To capture the features of breakup, such as satellite drops, one has to either (i) develop codes with huge levels of resolution/refinement, which will be extremely costly (particularly in 3-D) due to the multiscale nature of this phenomenon, or (ii) intelligently utilise the similarity solutions to take the codes through the topological change and up to a suitable post-breakup state. Such a scheme would be complex, but could lead to increased accuracy at a lower computational cost. By identifying in which regions of parameter space the different similarity solutions are accurate and devising methods to analyse in which flow regime a given breakup is occurring we have taken just some of the first steps in the development of such a scheme. Forthcoming works will extend these results to cases in which there is a strong externally driven elongation of the thread and/or interface formation physics which creates a singularity-free breakup; see Shikhmurzaev (Reference Shikhmurzaev2007).
Acknowledgements
The authors thank J. Eggers for his feedback on the manuscript and for providing them with the similarity solutions used in figure 4, as well as the referees for their constructive comments. They are grateful to the John Fell Oxford University Press Research Fund and the EPSRC (grant EP/N016602/1) for supporting this research.
Supplementary movies
Supplementary movies are available at http://dx.doi.org/10.1017/jfm.2016.276.

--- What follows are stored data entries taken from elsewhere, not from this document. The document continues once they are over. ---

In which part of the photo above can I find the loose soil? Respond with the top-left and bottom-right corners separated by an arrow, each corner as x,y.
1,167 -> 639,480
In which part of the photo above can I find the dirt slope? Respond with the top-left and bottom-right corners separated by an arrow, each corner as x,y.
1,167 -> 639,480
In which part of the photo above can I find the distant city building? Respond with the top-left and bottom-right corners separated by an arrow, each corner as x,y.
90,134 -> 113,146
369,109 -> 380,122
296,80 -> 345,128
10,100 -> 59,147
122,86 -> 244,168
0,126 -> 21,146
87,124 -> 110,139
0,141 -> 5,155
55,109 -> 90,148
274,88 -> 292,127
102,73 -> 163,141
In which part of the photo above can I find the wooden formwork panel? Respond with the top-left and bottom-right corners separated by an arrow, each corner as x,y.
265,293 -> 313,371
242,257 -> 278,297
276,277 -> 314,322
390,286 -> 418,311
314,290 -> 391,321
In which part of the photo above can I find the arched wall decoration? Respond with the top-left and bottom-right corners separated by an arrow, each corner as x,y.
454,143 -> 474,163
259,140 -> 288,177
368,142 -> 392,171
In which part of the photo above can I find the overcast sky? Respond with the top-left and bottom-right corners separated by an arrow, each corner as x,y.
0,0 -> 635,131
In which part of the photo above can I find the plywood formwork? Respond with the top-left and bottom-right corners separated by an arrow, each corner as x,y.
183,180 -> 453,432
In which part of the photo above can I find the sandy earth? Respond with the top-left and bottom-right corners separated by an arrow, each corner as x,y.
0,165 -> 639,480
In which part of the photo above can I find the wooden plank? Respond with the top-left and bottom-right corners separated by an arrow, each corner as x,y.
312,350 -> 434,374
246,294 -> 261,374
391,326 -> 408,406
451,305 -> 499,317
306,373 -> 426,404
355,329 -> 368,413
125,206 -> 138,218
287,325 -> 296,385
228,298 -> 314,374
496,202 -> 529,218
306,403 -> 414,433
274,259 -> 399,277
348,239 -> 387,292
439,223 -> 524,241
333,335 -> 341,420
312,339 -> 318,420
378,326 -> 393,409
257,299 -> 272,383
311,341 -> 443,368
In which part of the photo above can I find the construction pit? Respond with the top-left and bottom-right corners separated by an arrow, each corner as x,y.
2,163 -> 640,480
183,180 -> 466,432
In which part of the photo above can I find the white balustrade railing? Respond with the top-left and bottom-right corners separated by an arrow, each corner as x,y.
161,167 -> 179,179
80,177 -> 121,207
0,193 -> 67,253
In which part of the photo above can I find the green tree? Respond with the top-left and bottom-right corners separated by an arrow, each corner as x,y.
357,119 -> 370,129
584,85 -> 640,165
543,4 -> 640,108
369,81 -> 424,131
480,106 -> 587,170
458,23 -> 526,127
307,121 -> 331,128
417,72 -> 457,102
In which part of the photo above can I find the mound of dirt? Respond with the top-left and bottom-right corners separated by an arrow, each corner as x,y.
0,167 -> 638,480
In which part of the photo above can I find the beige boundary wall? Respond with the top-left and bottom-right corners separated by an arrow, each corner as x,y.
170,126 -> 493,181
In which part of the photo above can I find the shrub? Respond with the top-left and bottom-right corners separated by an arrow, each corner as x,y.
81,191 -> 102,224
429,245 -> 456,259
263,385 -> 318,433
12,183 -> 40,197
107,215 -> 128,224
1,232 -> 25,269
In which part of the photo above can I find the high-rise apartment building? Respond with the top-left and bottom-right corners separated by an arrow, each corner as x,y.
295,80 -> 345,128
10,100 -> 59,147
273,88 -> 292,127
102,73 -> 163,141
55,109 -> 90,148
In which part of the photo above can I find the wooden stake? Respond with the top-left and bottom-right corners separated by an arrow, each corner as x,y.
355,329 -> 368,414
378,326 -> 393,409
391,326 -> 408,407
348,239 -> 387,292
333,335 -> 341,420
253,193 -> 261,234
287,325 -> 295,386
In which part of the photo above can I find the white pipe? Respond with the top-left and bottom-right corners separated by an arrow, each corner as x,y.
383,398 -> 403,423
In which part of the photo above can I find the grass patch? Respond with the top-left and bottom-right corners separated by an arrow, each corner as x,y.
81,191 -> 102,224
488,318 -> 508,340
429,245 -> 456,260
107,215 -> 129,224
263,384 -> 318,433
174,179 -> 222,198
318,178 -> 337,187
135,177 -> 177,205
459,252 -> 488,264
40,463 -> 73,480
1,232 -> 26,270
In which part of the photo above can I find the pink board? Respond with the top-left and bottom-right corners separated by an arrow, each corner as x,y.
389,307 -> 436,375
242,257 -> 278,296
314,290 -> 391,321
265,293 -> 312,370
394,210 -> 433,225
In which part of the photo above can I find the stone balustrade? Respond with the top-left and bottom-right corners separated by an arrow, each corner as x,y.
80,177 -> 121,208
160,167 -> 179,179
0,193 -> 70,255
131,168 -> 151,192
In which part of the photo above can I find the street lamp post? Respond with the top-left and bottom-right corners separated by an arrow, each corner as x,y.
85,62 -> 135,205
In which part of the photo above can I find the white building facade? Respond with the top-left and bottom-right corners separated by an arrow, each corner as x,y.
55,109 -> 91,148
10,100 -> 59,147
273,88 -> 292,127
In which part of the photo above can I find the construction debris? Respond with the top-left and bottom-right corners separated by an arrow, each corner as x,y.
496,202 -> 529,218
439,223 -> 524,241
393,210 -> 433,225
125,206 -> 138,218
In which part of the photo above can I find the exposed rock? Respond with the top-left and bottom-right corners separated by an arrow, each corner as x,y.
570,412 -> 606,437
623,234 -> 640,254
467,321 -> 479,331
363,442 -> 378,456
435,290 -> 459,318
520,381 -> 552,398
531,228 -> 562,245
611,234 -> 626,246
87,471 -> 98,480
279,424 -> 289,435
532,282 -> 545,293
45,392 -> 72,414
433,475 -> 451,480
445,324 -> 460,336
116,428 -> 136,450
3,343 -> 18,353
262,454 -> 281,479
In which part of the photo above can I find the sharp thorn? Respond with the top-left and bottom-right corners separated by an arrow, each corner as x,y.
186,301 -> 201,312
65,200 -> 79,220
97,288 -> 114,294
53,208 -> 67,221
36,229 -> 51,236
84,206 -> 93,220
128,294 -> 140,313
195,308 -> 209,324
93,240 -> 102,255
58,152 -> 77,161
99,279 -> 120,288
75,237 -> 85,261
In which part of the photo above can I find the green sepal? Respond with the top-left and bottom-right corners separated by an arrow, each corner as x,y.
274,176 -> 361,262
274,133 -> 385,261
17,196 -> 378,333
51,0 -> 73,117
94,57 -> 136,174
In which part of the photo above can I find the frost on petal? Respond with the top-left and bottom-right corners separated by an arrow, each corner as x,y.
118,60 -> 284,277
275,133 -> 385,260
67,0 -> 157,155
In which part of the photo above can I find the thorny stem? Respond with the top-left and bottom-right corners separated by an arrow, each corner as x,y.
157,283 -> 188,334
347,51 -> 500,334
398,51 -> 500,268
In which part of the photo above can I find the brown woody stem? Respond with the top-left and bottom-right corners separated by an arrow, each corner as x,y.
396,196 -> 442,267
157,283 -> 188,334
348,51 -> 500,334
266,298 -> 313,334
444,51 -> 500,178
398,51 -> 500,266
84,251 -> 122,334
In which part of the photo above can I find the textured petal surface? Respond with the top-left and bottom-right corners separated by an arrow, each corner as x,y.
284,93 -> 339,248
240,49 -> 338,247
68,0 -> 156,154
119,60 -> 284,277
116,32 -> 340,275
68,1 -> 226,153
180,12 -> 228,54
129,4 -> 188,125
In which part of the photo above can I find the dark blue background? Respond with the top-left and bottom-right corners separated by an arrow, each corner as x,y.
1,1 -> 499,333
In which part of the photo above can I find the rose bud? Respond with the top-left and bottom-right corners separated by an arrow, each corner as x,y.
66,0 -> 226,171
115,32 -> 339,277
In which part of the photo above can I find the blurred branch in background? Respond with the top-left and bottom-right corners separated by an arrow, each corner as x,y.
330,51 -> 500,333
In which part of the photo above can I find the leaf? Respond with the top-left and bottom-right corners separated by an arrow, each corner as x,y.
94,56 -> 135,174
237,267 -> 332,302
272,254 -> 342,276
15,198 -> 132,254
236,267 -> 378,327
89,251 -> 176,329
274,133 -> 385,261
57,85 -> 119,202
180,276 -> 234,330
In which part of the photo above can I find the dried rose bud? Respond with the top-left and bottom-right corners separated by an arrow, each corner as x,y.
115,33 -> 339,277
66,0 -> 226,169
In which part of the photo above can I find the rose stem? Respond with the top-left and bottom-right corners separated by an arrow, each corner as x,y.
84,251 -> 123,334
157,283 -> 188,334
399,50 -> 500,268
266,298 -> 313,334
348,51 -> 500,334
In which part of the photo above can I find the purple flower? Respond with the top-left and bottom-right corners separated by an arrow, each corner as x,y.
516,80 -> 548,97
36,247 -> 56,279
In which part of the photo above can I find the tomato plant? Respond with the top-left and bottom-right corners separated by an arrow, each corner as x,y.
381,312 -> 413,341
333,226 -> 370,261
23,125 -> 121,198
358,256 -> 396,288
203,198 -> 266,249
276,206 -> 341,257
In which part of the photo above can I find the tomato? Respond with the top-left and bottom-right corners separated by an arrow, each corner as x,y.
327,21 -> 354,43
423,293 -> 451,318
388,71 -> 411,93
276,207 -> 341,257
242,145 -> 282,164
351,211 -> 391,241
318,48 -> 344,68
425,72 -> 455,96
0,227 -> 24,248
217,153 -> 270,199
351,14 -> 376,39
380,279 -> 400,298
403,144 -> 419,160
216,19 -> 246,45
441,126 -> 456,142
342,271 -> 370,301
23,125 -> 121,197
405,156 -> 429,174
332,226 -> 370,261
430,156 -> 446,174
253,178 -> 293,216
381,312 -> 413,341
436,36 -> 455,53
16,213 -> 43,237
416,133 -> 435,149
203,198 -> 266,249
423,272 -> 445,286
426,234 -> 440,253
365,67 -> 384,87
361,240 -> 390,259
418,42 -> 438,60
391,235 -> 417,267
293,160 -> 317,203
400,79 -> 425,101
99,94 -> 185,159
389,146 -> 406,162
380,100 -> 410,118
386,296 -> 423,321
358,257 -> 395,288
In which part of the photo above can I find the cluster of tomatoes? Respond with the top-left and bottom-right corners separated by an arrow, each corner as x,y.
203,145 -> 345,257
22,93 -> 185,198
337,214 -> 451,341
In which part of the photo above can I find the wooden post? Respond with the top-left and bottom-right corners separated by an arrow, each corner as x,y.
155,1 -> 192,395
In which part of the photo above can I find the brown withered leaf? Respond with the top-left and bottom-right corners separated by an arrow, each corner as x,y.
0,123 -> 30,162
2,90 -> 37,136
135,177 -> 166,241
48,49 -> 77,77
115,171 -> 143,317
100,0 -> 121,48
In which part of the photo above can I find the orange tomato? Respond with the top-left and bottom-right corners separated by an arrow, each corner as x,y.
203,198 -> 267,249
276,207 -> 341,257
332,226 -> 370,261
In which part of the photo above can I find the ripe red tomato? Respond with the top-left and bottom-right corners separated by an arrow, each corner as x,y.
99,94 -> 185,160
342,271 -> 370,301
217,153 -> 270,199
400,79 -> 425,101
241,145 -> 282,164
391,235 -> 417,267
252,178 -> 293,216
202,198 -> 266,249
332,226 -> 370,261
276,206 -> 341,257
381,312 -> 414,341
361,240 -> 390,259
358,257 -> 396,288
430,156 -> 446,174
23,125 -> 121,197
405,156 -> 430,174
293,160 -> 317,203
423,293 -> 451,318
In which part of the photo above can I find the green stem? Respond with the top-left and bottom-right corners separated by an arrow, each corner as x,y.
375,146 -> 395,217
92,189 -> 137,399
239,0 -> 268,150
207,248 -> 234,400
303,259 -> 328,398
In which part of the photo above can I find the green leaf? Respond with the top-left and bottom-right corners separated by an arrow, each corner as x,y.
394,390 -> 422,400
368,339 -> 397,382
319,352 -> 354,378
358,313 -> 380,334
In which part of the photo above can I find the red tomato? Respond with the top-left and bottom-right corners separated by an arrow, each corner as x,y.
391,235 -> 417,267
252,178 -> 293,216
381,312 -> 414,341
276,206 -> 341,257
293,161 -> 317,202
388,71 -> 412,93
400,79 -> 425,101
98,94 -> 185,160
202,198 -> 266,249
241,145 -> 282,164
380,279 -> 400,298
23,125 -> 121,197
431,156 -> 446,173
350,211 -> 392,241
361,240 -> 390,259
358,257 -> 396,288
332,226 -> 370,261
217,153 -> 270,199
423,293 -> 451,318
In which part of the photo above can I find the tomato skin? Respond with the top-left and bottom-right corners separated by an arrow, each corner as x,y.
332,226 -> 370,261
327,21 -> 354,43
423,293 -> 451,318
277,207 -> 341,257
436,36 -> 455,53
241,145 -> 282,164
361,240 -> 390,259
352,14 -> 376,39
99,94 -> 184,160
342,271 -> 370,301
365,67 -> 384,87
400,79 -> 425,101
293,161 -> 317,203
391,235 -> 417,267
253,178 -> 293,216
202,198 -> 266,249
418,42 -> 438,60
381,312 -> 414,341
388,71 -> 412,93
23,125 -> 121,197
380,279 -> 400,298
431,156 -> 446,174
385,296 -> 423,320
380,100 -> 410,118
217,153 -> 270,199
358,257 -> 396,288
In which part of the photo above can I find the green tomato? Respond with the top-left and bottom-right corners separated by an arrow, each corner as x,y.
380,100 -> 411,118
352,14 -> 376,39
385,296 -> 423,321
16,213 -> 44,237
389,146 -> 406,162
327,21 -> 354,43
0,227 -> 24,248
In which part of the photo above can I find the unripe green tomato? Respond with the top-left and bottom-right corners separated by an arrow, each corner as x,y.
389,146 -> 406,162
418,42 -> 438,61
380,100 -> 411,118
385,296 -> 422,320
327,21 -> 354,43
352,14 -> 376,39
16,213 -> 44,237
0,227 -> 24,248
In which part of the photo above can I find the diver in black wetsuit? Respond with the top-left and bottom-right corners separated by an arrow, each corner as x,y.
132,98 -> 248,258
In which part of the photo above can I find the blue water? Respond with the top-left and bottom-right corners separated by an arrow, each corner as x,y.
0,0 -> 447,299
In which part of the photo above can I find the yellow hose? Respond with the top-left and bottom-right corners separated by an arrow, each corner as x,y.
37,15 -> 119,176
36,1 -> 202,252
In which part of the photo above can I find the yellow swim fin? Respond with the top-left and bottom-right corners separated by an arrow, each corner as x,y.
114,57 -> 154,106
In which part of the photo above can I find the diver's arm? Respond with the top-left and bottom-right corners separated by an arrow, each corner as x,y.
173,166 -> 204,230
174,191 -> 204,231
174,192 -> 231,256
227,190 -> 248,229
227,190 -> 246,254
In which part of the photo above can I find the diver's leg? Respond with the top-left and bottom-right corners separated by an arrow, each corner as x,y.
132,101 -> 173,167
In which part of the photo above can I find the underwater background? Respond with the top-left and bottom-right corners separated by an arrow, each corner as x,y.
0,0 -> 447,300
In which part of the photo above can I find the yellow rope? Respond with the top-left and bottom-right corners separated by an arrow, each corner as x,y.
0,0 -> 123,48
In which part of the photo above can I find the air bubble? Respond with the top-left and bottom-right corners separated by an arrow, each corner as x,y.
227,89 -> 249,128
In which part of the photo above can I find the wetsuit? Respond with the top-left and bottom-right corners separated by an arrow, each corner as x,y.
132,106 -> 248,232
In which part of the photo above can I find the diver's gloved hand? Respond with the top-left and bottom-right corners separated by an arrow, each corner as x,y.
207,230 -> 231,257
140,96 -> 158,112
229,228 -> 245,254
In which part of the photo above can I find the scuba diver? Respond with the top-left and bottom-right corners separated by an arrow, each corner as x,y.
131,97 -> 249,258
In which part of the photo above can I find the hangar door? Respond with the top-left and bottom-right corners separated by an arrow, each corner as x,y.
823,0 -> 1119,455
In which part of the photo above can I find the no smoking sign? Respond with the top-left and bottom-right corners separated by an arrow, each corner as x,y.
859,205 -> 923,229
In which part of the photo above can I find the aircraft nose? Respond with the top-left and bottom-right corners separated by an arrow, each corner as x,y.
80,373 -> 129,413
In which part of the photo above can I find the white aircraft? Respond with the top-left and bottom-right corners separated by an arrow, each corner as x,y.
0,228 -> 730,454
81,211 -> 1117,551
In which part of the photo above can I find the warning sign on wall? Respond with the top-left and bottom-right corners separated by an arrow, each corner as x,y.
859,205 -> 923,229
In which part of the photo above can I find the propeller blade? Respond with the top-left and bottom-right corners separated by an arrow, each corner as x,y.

Appendix. Identification of regimes
In figure 21, the calculation of the boundaries of the viscous regime is shown for the case of $Oh=1$ . The V-regime is defined by speeds $-0.086<{\dot{r}}_{min}<-0.056$ (dashed lines). The transition into this regime is found to occur when $r_{min}^{\rightarrow V}=1.4\times 10^{-2}$ and the exit from this regime is when $r_{min}^{\rightarrow V}=6.1\times 10^{-4}$ . Once these values have been calculated they are placed on the phase diagram, as shown in figure 7 (as circles), to define the V-regime.